Megyn Kelly Grills NY Times Op-Ed Author Who Wrote That U.S. Should ‘Give Up’ On Constitution
Appearing on Fox News’ America Live this afternoon, Georgetown professor Mike Seidman took a grilling from host Megyn Kelly over his recent New York Times op-ed which suggested the U.S. “give up” on the Constitution and its “archaic, idiosyncratic and downrght evil provisions.”
Seidman began the interview praising Kelly for allowing him to come on the show, despite the fact that “a the lot of viewers don’t agree with what I have to say.” In turn, Kelly praised the “thought-provoking” and “interesting” nature of the controversial op-ed.
The Georgetown professor then explained his basic thesis as such:
“This is our country, we live in it, we have the right to have the kind of country that we want. I don’t think most Americans would be happy with the French telling us what kind of government to have, or the British, or the United Nations, or the Russians, or some law professor. It’s our country and I’m not very happy with having a bunch of folks who have been dead for over 200 years, a very small group of people who were not the even representative of the time of the United States, telling us what kind of country we have. We have a right to decide that for ourselves. Now there are a lot of things they got right and when they got them right, we ought to do them because they’re right. But we ought not to do that just because they said we need to think about all of that now and what’s best for Americans now and not what was best for them in 1789.”
Kelly then challenged the professor on why, instead of ditching the Constitution altogether, can’t we just follow Article V and amend the document as needed?
“Of all the constitutions in the world, the American Constitution is the most difficult to amend,” Seidman replied. “It’s only been amended 27 times, only 17 times if you don’t count the Bill of Rights. It hasn’t been amended recently at all.”
The host then argued that she believes Seidman is arguing for “majority rule,” which she finds “problematic” because of the shifting political whims that could make for inconsistency in lawmaking. The law professor pushed back that in no way was he arguing for majoritarian rule.
Instead, he said, his ideal government boiled down to universal respect for rights, citing gun rights as an example:
“If civil liberties, First Amendment, Second Amendment, if those are going to be secure in the long run, they cannot be secure if the American people are just told, ‘This is the way it’s got to be, whether you like it or not, because some dead people a long time ago said so.’ The way it’s going to be secure is by our defending it now and convincing our fellow Americans that these are rights that we ought to cherish. If we don’t do that, then in the long run, they’re not going to survive anyway. For example: I happen to be against most forms of gun control, but if you ask me why I’m against it, it’s not because of what the framers said 200 years ago, it’s because I happen to agree for the most part with what the NRA says today about how [gun control] is just not likely to work, not likely to be worth the cost if it does work.

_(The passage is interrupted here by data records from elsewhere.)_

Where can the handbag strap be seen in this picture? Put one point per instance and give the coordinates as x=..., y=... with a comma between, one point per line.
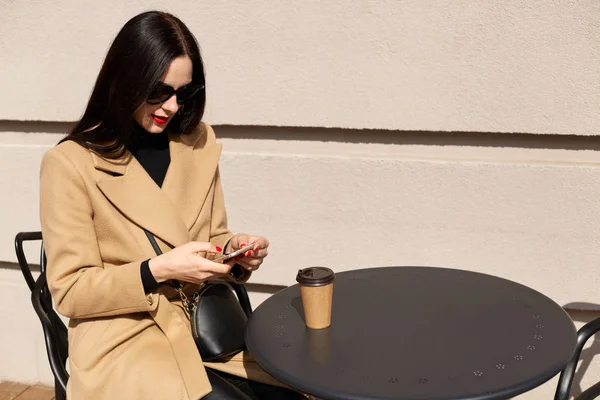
x=189, y=306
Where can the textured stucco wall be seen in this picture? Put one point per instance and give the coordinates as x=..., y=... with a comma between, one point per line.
x=501, y=66
x=427, y=189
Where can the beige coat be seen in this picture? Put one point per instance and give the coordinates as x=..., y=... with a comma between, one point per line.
x=124, y=344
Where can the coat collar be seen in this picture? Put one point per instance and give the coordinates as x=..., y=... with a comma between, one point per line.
x=168, y=212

Now what happens if you turn that question into a question of constitutional obligation? Well, then the lawyers get hold of it and the lawyers do with this kind of thing what lawyers do.
Kelly then confronted the professor over whether government would resist overreach without a constitution in place. “I’m not even saying that we shouldn’t have, for example, a Supreme Court, which is a matter of political morality, which stops the government from overreaching,” he said. “I do think that if we have a Supreme Court, they ought to be honest about what they’re doing so that when they decide cases like cases about gay rights or about affirmative action, they stop pretending that they’re getting those outcomes somehow from the constitutional text, which is nonsense.”
He concluded: “This is not an argument about right or left, this is an argument about taking control of our own country and being honest about what we’re doing.”